(13 years, 3 months ago)
Lords Chamber My Lords, as a member of the night shift, I will inevitably cover issues already eloquently discussed by other noble Lords, but I shall do so by focusing on some of the Bill’s gender implications and drawing on the work of the Women’s Budget Group, of which I am a member.
First, simplification is one of the main aims of the Bill and has long been the holy grail of social security reform. The Bill bears out an earlier warning from the Social Security Advisory Committee that there is a limit to the simplification that is possible with means-tested benefits. The closer we study it, the more we see how new complexities spring up, hydra-like. While the Minister may be a self-styled revolutionary, in the words of my noble friend Lady Sherlock, I fear that he is no Heracles. Where universal credit represents a welcome breakthrough is in the integration of in-work and out-of-work support, thereby potentially reducing the insecurities associated with the transition into and out of paid work. That is very important. That is about the only positive thing I am going to say, I am afraid.
Means-testing will be extended as a result of the arbitrary time-limiting of employment and support allowance for those in the work-related activity group. A disabled woman who has written to me—one of many—voicing her fears about the Bill’s overall impact on sick and disabled people, asks, “What do we do then?”. The Government’s answer is: claim income-related ESA. However, 34 per cent of men and 46 per cent of women affected will not be eligible. Where they have to depend on a working partner instead, their financial autonomy will be eroded. This matters to people. Indeed, Professor Roy Sainsbury told the Public Bill Committee in the other place that in research with claimants,
“individual assessment spontaneously arose as a thing that people were very keen on”.—[Official Report, Commons, Welfare Reform Bill Committee, 23/3/11; col. 16.]

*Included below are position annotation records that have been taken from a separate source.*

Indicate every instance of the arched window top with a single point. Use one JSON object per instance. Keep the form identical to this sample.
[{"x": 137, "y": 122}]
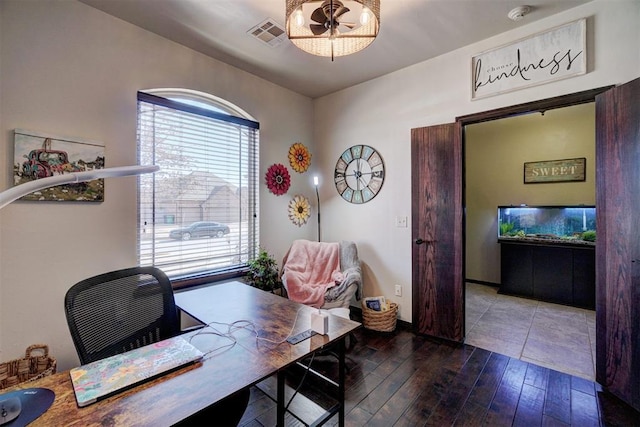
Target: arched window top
[{"x": 200, "y": 99}]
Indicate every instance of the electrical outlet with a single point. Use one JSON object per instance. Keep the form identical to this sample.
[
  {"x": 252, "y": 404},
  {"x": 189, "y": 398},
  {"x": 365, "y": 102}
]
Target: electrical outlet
[{"x": 401, "y": 221}]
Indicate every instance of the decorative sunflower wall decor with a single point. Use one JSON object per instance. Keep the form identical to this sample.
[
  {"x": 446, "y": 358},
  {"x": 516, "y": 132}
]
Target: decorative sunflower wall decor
[
  {"x": 299, "y": 210},
  {"x": 299, "y": 157},
  {"x": 278, "y": 179}
]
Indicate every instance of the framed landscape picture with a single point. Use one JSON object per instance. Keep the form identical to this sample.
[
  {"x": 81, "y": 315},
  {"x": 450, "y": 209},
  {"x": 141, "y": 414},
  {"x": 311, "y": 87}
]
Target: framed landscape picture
[{"x": 38, "y": 155}]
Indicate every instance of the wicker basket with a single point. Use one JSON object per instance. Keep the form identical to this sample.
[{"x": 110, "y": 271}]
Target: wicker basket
[
  {"x": 36, "y": 364},
  {"x": 382, "y": 321}
]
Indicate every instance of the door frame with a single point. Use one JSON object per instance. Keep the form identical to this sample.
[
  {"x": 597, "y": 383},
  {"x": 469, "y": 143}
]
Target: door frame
[{"x": 540, "y": 106}]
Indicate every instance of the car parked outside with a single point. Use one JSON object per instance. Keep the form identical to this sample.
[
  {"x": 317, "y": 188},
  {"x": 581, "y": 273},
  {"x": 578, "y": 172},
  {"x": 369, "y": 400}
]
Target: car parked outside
[{"x": 198, "y": 230}]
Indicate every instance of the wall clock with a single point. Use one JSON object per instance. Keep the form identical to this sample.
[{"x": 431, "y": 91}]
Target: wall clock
[{"x": 359, "y": 174}]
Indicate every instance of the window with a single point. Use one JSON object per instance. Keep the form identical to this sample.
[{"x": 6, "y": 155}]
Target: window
[{"x": 198, "y": 213}]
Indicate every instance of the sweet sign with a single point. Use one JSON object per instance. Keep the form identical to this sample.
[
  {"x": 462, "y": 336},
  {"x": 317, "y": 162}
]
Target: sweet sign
[
  {"x": 552, "y": 55},
  {"x": 555, "y": 171}
]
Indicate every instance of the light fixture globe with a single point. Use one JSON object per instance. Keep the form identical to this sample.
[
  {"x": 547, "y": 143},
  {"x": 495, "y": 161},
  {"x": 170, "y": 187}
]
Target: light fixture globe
[{"x": 332, "y": 28}]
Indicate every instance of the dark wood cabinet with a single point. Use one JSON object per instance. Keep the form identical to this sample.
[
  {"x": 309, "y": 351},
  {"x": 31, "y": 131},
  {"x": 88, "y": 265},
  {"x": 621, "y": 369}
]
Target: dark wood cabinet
[{"x": 558, "y": 274}]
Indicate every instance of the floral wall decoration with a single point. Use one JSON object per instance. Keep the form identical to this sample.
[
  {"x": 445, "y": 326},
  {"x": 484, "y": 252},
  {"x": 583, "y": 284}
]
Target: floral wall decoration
[
  {"x": 299, "y": 157},
  {"x": 299, "y": 210},
  {"x": 278, "y": 179}
]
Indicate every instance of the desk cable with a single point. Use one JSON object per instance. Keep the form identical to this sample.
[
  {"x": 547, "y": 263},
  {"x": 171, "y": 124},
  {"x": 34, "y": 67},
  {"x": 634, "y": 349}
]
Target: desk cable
[{"x": 210, "y": 329}]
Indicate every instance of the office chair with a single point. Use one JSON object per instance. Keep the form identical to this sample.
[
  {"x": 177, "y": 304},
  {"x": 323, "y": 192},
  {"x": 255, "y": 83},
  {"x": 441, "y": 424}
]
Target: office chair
[{"x": 122, "y": 310}]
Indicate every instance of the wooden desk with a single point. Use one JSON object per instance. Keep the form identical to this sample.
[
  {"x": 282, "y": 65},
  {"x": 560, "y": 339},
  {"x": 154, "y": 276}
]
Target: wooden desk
[
  {"x": 174, "y": 397},
  {"x": 275, "y": 317}
]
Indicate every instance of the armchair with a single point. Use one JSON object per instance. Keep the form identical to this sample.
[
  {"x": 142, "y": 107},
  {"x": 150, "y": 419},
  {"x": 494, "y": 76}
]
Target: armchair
[{"x": 323, "y": 275}]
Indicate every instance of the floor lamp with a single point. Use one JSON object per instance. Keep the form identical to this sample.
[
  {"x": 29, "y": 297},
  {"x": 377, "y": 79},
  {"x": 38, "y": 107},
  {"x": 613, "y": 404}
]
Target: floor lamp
[
  {"x": 33, "y": 402},
  {"x": 315, "y": 182}
]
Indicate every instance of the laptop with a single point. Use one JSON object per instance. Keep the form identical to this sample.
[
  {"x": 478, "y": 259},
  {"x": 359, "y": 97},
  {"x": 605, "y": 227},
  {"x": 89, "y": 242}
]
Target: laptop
[{"x": 100, "y": 379}]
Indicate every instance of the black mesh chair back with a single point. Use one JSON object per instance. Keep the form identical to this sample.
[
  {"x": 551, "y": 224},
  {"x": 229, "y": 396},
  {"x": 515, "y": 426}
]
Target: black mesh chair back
[{"x": 116, "y": 312}]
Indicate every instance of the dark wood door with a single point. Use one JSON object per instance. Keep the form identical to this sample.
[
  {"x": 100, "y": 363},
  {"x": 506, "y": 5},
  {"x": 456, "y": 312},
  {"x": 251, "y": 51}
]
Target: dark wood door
[
  {"x": 618, "y": 244},
  {"x": 436, "y": 198}
]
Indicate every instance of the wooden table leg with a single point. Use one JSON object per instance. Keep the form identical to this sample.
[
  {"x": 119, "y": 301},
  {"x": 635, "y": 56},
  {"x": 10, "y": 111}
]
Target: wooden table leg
[
  {"x": 280, "y": 398},
  {"x": 341, "y": 380}
]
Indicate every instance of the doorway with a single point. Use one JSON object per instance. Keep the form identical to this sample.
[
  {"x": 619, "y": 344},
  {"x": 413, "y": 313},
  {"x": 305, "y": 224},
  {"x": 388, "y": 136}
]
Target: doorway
[{"x": 551, "y": 335}]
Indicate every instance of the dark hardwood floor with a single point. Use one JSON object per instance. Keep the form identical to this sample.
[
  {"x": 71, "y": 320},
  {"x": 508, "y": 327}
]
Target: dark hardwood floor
[{"x": 400, "y": 379}]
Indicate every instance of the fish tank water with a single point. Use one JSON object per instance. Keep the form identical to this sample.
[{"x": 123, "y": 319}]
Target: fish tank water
[{"x": 561, "y": 223}]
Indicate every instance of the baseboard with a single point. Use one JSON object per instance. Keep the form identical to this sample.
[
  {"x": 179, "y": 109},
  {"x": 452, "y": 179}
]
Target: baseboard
[{"x": 482, "y": 282}]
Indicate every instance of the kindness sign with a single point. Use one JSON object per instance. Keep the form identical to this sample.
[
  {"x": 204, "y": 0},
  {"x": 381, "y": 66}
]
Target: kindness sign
[{"x": 555, "y": 54}]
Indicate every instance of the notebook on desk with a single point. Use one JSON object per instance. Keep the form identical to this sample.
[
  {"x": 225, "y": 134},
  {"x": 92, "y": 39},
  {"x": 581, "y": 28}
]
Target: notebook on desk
[{"x": 103, "y": 378}]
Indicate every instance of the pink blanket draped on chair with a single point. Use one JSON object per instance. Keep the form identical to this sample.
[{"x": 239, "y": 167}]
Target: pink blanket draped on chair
[{"x": 309, "y": 269}]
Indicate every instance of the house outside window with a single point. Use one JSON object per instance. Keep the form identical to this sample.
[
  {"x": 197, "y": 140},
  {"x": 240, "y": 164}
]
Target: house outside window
[{"x": 197, "y": 214}]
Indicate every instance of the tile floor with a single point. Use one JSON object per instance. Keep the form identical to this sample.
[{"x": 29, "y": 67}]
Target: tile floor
[{"x": 550, "y": 335}]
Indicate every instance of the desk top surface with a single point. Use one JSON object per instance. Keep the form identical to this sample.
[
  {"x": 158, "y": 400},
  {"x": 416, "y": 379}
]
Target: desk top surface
[{"x": 226, "y": 368}]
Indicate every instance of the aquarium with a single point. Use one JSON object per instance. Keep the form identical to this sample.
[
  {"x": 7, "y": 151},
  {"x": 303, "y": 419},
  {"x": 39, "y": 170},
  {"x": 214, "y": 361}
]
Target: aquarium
[{"x": 561, "y": 223}]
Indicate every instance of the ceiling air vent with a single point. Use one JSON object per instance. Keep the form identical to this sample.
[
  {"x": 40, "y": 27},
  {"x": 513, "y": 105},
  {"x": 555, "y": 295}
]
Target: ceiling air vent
[{"x": 269, "y": 32}]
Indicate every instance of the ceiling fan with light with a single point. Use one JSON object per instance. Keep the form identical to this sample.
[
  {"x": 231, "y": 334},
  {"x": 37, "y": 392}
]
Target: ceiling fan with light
[
  {"x": 332, "y": 27},
  {"x": 328, "y": 18}
]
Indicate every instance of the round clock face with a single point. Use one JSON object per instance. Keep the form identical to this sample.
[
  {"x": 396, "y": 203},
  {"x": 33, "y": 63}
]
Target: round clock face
[{"x": 359, "y": 174}]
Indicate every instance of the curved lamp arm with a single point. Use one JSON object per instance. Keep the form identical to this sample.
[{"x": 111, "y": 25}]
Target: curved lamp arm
[{"x": 8, "y": 196}]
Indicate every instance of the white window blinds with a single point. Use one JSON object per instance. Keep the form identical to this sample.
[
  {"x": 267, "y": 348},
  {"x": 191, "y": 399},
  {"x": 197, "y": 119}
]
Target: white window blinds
[{"x": 198, "y": 214}]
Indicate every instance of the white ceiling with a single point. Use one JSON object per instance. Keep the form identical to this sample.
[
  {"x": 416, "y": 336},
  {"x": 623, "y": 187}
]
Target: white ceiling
[{"x": 411, "y": 31}]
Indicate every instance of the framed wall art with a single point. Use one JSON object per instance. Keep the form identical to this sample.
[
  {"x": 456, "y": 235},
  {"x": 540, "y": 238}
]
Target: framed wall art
[
  {"x": 38, "y": 155},
  {"x": 564, "y": 170},
  {"x": 558, "y": 53}
]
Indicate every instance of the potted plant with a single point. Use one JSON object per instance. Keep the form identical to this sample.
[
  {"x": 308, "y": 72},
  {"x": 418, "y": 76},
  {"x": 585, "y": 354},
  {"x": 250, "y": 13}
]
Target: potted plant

Women’s financial autonomy is also likely to be eroded as a result of measures that reduce incentives for some second earners, as my noble friend Lady Hollis of Heigham has already talked about. A new separate earnings disregard for second earners would go some way towards addressing this and I would welcome the Minister’s views on that possibility.
We should also note Carers UK’s concerns about the loss of a bespoke disregard for carers. Furthermore, we still do not know what is proposed for childcare costs, which is one of many gaping holes in the Bill that must be filled before Committee. The attempt to fit a childcare quart into a funding pint pot will aggravate the work disincentive for second earners and lone parents, as we have already heard. The disincentives faced by many second earners will encourage what we academics call a male breadwinner model. This sits uneasily with the Government’s very welcome goal of encouraging shared parenting. It is also very short-sighted from a dynamic perspective. If a woman is in paid work while living with a partner, she is better equipped to remain in the labour market should that relationship break down.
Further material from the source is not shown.